[NeurIPS'20] Multiscale Deep Equilibrium Models

Related tags

Deep Learningmdeq
Overview

Multiscale Deep Equilibrium Models

💥 💥 💥 💥

This repo is deprecated and we will soon stop actively maintaining it, as a more up-to-date (and simpler & more efficient) implementation of MDEQ with the same set of tasks as here is now available in the DEQ repo.

We STRONGLY recommend using with the MDEQ-Vision code in the DEQ repo (which also supports Jacobian-related analysis).

💥 💥 💥 💥


This repository contains the code for the multiscale deep equilibrium (MDEQ) model proposed in the paper Multiscale Deep Equilibrium Models by Shaojie Bai, Vladlen Koltun and J. Zico Kolter.

Is implicit deep learning relevant for general, large-scale pattern recognition tasks? We propose the multiscale deep equilibrium (MDEQ) model, which expands upon the DEQ formulation substantially to introduce simultaneous equilibrium modeling of multiple signal resolutions. Specifically, MDEQ solves for and backpropagates through synchronized equilibria of multiple feature representation streams. Such structure rectifies one of the major drawbacks of DEQ, and provide natural hierarchical interfaces for auxiliary losses and compound training procedures (e.g., pretraining and finetuning). Our experiment demonstrate for the first time that "shallow" implicit models can scale to and achieve near-SOTA results on practical computer vision tasks (e.g., megapixel images on Cityscapes segmentation).

We provide in this repo the implementation and the links to the pretrained classification & segmentation MDEQ models.

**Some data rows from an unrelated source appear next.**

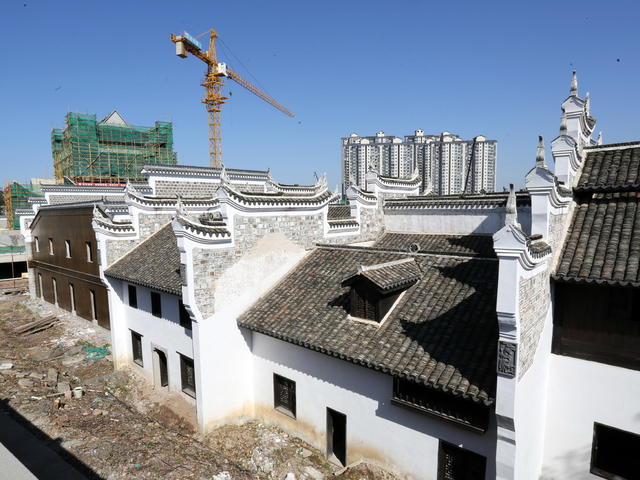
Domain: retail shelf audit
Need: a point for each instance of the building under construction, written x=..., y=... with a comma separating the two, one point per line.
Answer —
x=16, y=197
x=109, y=150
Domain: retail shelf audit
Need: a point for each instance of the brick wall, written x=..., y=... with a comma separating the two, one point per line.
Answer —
x=533, y=307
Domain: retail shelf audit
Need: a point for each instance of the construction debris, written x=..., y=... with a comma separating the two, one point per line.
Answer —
x=121, y=428
x=36, y=326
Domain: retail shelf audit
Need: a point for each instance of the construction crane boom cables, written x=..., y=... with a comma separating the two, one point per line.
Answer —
x=213, y=82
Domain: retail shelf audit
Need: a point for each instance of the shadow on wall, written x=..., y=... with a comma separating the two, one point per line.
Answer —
x=572, y=465
x=39, y=453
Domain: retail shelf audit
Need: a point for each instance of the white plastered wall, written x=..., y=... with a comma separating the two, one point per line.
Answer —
x=580, y=393
x=394, y=437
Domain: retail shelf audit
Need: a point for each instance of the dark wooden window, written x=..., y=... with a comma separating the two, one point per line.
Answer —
x=156, y=304
x=456, y=463
x=136, y=347
x=89, y=251
x=188, y=375
x=614, y=453
x=94, y=305
x=185, y=318
x=284, y=395
x=598, y=323
x=473, y=415
x=133, y=296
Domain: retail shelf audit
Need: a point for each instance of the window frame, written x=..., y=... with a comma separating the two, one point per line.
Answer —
x=183, y=315
x=598, y=470
x=282, y=407
x=132, y=289
x=88, y=248
x=186, y=387
x=156, y=307
x=136, y=340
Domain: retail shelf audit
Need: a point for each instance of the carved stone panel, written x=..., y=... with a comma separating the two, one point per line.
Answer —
x=507, y=353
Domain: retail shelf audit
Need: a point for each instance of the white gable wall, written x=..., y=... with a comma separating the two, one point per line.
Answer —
x=394, y=437
x=580, y=393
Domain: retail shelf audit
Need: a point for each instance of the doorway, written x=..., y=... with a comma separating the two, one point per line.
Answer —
x=337, y=436
x=161, y=368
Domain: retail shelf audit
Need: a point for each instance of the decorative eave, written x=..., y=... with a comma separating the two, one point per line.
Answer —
x=167, y=203
x=511, y=242
x=102, y=222
x=355, y=193
x=205, y=172
x=249, y=202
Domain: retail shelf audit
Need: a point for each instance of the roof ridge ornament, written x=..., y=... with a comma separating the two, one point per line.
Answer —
x=573, y=92
x=587, y=103
x=563, y=123
x=511, y=210
x=540, y=153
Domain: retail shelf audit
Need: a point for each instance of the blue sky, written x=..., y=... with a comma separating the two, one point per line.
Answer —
x=500, y=69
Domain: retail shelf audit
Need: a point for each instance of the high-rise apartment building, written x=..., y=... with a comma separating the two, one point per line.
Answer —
x=442, y=161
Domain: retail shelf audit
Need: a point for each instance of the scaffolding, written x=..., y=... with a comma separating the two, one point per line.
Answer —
x=88, y=151
x=16, y=196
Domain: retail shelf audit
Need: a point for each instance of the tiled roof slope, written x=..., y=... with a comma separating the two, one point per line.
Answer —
x=464, y=245
x=442, y=333
x=339, y=212
x=603, y=241
x=155, y=263
x=611, y=169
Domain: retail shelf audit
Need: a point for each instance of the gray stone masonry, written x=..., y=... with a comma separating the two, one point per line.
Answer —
x=193, y=189
x=533, y=307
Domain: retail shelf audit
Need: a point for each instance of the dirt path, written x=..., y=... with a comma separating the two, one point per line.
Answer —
x=120, y=428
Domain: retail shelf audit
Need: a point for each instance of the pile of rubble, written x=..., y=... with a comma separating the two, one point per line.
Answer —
x=61, y=380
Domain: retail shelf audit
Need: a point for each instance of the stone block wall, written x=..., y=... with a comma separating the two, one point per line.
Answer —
x=533, y=306
x=193, y=189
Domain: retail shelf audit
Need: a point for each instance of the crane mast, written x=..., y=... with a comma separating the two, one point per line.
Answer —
x=213, y=83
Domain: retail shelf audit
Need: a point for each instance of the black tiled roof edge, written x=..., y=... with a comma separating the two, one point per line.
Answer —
x=612, y=145
x=594, y=281
x=365, y=363
x=488, y=199
x=170, y=254
x=330, y=246
x=285, y=199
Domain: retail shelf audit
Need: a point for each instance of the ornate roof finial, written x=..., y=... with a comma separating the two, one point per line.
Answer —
x=180, y=210
x=587, y=103
x=563, y=123
x=574, y=85
x=511, y=212
x=540, y=153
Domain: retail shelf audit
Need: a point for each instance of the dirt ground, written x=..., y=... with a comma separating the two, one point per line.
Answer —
x=120, y=428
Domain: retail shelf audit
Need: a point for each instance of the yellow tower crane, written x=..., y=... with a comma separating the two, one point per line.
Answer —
x=213, y=82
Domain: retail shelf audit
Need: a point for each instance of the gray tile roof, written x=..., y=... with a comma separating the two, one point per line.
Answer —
x=611, y=170
x=603, y=241
x=464, y=245
x=443, y=332
x=155, y=263
x=389, y=275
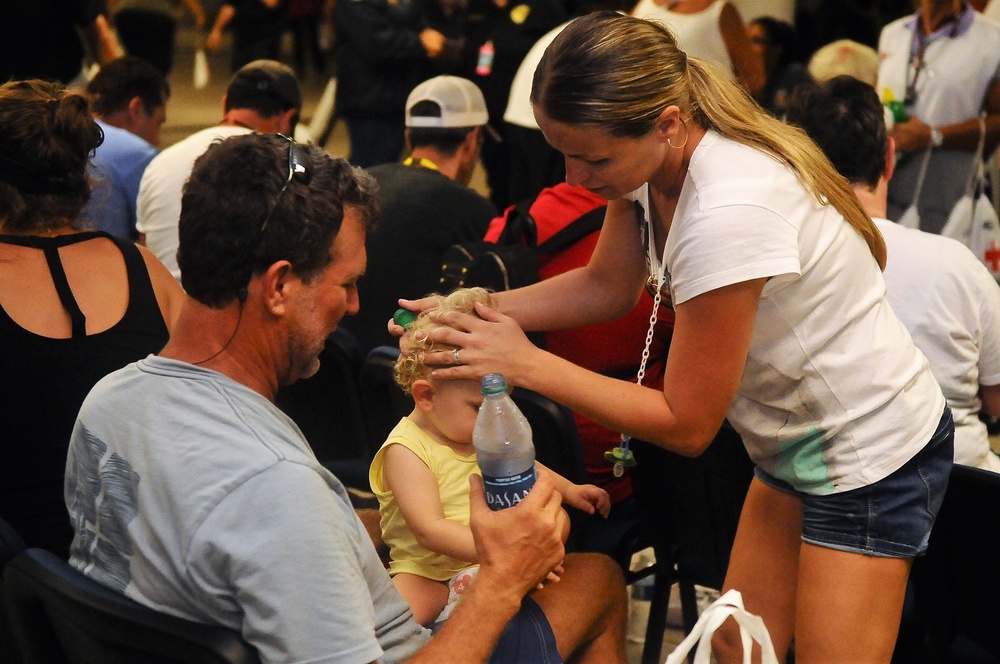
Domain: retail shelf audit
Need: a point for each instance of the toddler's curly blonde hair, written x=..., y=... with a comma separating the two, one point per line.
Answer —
x=410, y=366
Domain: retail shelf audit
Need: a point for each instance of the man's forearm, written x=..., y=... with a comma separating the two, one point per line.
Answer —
x=472, y=631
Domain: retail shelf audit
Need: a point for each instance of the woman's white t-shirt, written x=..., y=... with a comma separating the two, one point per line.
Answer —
x=834, y=395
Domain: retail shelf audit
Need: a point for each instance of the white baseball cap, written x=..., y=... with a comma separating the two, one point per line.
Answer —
x=460, y=100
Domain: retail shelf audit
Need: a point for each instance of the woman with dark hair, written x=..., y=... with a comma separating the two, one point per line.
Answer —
x=773, y=270
x=74, y=304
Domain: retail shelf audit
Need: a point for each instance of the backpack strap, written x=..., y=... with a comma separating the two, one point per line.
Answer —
x=519, y=226
x=574, y=232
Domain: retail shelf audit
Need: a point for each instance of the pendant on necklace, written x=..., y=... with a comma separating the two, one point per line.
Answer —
x=664, y=291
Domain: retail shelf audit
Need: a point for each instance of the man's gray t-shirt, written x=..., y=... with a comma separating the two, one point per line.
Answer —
x=195, y=495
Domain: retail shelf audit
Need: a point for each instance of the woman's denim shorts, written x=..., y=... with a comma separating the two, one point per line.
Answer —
x=890, y=518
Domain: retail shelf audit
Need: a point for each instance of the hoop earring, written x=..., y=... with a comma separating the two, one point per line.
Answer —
x=687, y=135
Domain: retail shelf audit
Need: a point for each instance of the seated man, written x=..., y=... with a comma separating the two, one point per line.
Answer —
x=944, y=296
x=190, y=492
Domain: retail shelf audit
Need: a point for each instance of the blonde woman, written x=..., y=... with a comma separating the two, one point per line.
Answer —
x=781, y=326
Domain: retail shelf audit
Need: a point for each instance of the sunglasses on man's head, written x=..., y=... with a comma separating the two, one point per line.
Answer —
x=299, y=169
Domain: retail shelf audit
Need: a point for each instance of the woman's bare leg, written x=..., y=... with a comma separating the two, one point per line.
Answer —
x=849, y=606
x=764, y=567
x=427, y=598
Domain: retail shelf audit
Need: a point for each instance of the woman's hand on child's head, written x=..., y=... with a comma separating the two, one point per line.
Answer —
x=492, y=342
x=589, y=498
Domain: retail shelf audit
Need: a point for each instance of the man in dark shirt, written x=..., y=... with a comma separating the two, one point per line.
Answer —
x=425, y=201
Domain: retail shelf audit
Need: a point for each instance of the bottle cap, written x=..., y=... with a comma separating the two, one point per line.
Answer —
x=493, y=384
x=404, y=318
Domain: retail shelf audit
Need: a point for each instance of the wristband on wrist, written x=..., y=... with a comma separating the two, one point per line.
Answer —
x=937, y=138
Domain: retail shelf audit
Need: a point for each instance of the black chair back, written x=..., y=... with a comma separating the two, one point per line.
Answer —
x=689, y=511
x=60, y=616
x=11, y=544
x=956, y=584
x=383, y=402
x=327, y=408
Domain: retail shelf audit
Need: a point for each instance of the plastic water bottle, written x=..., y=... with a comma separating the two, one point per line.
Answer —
x=484, y=63
x=504, y=449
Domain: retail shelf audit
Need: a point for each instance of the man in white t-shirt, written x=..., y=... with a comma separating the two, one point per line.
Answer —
x=262, y=96
x=945, y=297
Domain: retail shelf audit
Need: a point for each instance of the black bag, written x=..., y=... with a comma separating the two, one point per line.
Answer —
x=512, y=261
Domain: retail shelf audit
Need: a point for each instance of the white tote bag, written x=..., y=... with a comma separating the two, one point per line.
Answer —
x=752, y=629
x=973, y=221
x=911, y=216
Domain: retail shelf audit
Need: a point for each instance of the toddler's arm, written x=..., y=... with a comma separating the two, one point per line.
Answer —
x=586, y=497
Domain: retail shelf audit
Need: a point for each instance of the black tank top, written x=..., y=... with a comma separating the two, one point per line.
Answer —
x=43, y=382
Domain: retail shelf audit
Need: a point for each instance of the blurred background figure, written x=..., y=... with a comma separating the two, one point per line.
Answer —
x=711, y=30
x=128, y=97
x=778, y=46
x=148, y=28
x=74, y=305
x=425, y=203
x=257, y=26
x=304, y=18
x=382, y=53
x=48, y=39
x=845, y=58
x=943, y=62
x=500, y=33
x=262, y=96
x=820, y=22
x=942, y=293
x=534, y=164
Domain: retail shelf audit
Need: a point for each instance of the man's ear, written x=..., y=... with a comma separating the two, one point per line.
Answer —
x=287, y=121
x=890, y=159
x=423, y=394
x=136, y=108
x=276, y=283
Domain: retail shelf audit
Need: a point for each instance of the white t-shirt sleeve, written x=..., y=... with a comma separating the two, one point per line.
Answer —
x=989, y=318
x=287, y=551
x=729, y=244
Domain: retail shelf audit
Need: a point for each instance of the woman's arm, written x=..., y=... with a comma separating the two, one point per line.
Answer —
x=418, y=497
x=915, y=134
x=708, y=353
x=226, y=14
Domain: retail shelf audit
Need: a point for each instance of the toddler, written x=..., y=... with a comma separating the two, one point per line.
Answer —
x=421, y=476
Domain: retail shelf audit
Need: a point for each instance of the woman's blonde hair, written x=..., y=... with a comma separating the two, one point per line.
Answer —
x=619, y=72
x=410, y=366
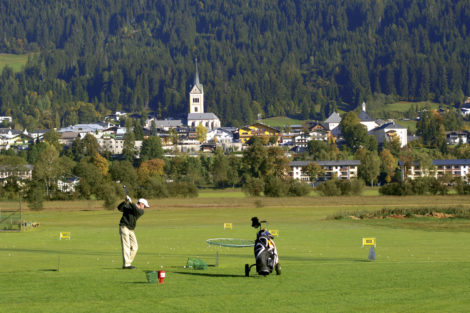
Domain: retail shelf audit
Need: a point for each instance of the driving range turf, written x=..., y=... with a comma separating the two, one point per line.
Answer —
x=421, y=266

If you find thie repository useful for your research, please consider citing our work:

@inproceedings{bai2020multiscale,
    author    = {Shaojie Bai and Vladlen Koltun and J. Zico Kolter},
    title     = {Multiscale Deep Equilibrium Models},
    booktitle   = {Advances in Neural Information Processing Systems (NeurIPS)},
    year      = {2020},
}

Overview

The structure of a multiscale deep equilibrium model (MDEQ) is shown below. All components of the model are shown in this figure (in practice, we use n=4).

Examples

Some examples of MDEQ segmentation results on the Cityscapes dataset.

Requirements

PyTorch >=1.4.0, torchvision >= 0.4.0

Datasets

  • CIFAR-10: We download the CIFAR-10 dataset using PyTorch's torchvision package (included in this repo).
  • ImageNet We follow the implementation from the PyTorch ImageNet Training repo.
  • Cityscapes: We download the Cityscapes dataset from its official website and process it according to this repo. Cityscapes dataset additionally require a list folder that aligns each original image with its corresponding labeled segmented image. This list folder can be downloaded here.

All datasets should be downloaded, processed and put in the respective data/[DATASET_NAME] directory. The data/ directory should look like the following:

data/
  cityscapes/
  imagenet/
  ...          (other datasets)
  list/        (see above)

Usage

All experiment settings are provided in the .yaml files under the experiments/ folder.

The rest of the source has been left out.